Chemotherapy, often called ‘chemo’, uses medicines to destroy cancer cells. Chemotherapy is used on its own or in combination with other types of treatment. Your doctor may recommend chemotherapy to shrink a tumour before surgery, to destroy remaining cancer cells after surgery, or to improve symptoms and prolong life, where it is not possible to cure the cancer.
Many different kinds of chemotherapy medicines and treatment plans are available. The kind of medicines that you are given, and how often they are needed, will depend on the type of cancer.
Chemotherapy is usually given in multiple courses (cycles) for a set amount of time, or for as long as the treatment is effective and as long as you are tolerating it. Having the treatment in cycles allows time for the healthy cells in your body to recover between treatments.
Types of chemotherapy
Chemotherapy can be given in different ways. These include:
- oral chemotherapy that can be taken as pills (tablets, capsules) or liquid
- intravenous (IV) chemotherapy, which involves inserting a needle into a vein, then attaching the chemotherapy medicine to the needle and letting it slowly enter the body
- using a catheter (central line) that was put in during surgery [link to Surgery]
- intramuscular chemotherapy that is injected into a large muscle, such as the thigh or upper arm
- intra-arterial chemotherapy that is injected into an artery that supplies blood to the cancer
- intraperitoneal chemotherapy that is injected into the abdomen
- intrathecal chemotherapy that is delivered directly into the spine (cerebrospinal fluid)
- subcutaneous chemotherapy that is injected just under the skin, usually in the thigh or belly.
How does chemotherapy work?
Chemotherapy works by killing cells that are rapidly dividing, such as cancer cells. As well as killing cancer cells, chemotherapy also kills normal cells that are rapidly dividing. However, unlike cancer cells, normal cells can repair the damage and can recover.
The main areas of the body that are affected by chemotherapy are the mouth, stomach and bowel (gut), skin, reproductive organs, hair and bone marrow. Damage to these normal cells causes the side effects of chemotherapy.

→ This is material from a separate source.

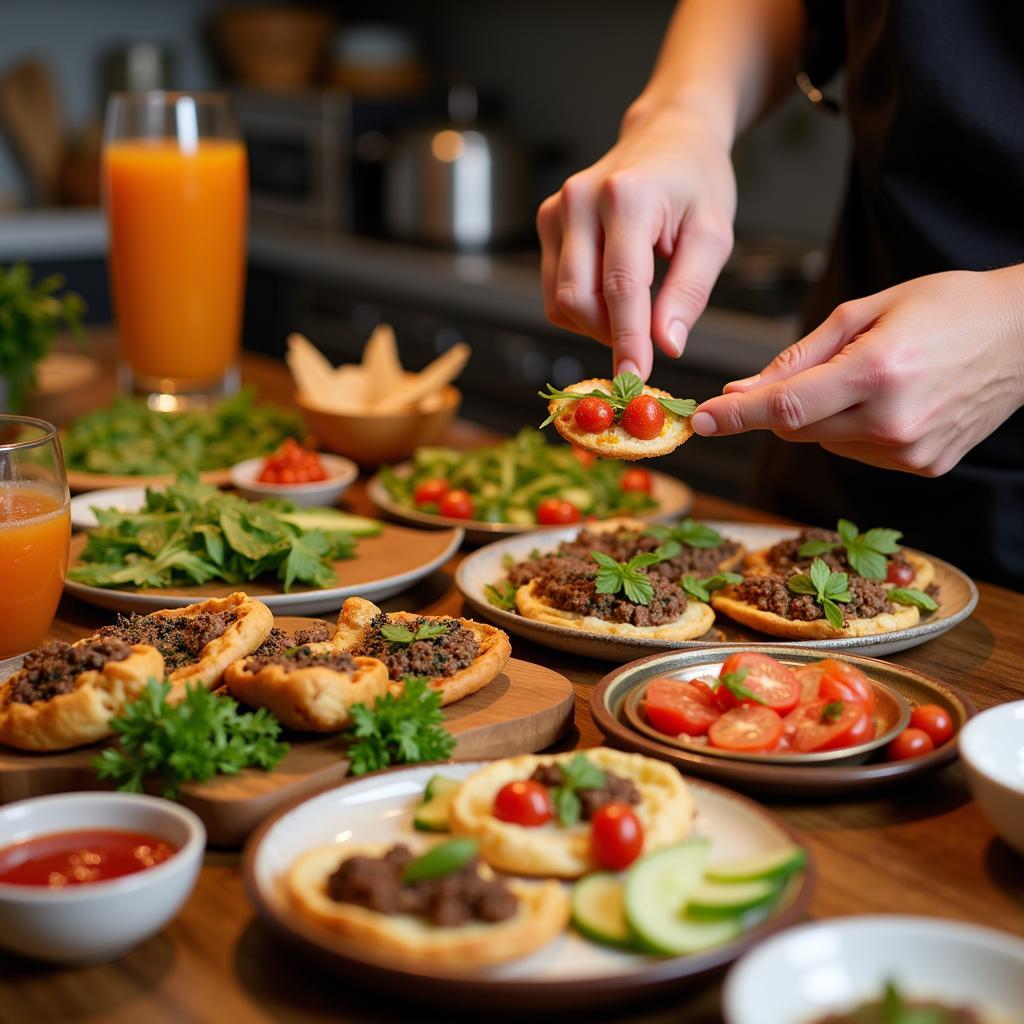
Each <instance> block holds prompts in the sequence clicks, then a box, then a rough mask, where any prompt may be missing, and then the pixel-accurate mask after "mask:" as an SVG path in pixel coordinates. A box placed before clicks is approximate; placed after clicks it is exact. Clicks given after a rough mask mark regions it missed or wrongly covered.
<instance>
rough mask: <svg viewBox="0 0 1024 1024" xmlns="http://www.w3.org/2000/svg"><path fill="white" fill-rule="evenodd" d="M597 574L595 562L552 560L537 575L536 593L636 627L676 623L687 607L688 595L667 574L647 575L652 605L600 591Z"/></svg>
mask: <svg viewBox="0 0 1024 1024" xmlns="http://www.w3.org/2000/svg"><path fill="white" fill-rule="evenodd" d="M596 575H597V565H596V564H595V563H594V562H590V563H587V562H583V561H578V560H577V559H572V558H558V559H552V561H551V563H550V564H549V565H548V566H547V568H546V569H545V571H544V573H543V574H542V575H540V577H538V578H537V583H536V584H535V593H536V594H537V596H538V597H540V598H543V599H544V600H545V601H547V602H548V603H549V604H551V605H552V606H553V607H555V608H559V609H560V610H562V611H572V612H575V613H577V614H581V615H596V616H597V617H598V618H603V620H605V622H609V623H629V624H631V625H633V626H662V625H664V624H665V623H671V622H674V621H675V620H677V618H678V617H679V616H680V615H681V614H682V613H683V612H684V611H685V610H686V594H685V593H683V591H682V589H681V588H680V587H678V586H676V584H673V583H670V582H669V581H668V580H666V579H665V578H664V577H659V575H650V574H648V580H650V583H651V586H652V587H653V589H654V596H653V597H652V598H651V601H650V604H634V602H633V601H631V600H629V598H627V597H626V595H625V594H624V593H622V592H620V593H617V594H599V593H598V592H597V586H596V582H595V577H596Z"/></svg>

Side effects of chemotherapy
Chemotherapy destroys cancer cells. However, some healthy cells are also damaged, and it is this damage that causes many of the more common side effects of chemotherapy. Side effects vary depending on the drugs used. The number and type of side effects people experience varies. Some people experience few or no side effects, while others experience many. Most are temporary and can be treated or managed.
Some side effects will occur within hours or days of starting treatment, while others may not occur for weeks, months or even years.
Some common side effects of chemotherapy that can occur in the days or weeks after treatment include:
- fatigue (tiredness)
- nausea, vomiting and loss of appetite
- pain or soreness, such as headaches, muscle pain or nerve pain
- sores in the throat or mouth
- changes to the skin, such as itching, redness, dryness and acne
- diarrhoea or constipation (often due to the antinausea medication)
- weakened immune system (due to low neutrophil count) leading to increased risk of infection
- weight gain or weight loss
- hair loss (some drugs cause hair to thin or fall out but many others don’t cause any hair loss)
- changes to your libido
- changes to concentration and memory (some people refer to this as ‘chemo brain’)
- emotional changes
- blood cell disorders, which may result in anaemia, dizziness, shortness of breath
- effects on the nervous system, such as tingling, burning or muscle weakness.
Sometimes chemotherapy can cause long-term effects. Your treatment team can give you more information. Late effects that may be noticed months or years after treatment include:
- organ damage, such as damage to the heart, kidneys, liver, lungs or brain
- increased risk of other cancers.
If you feel unwell or have any unexpected side effects while you are having treatment, you should contact your doctor.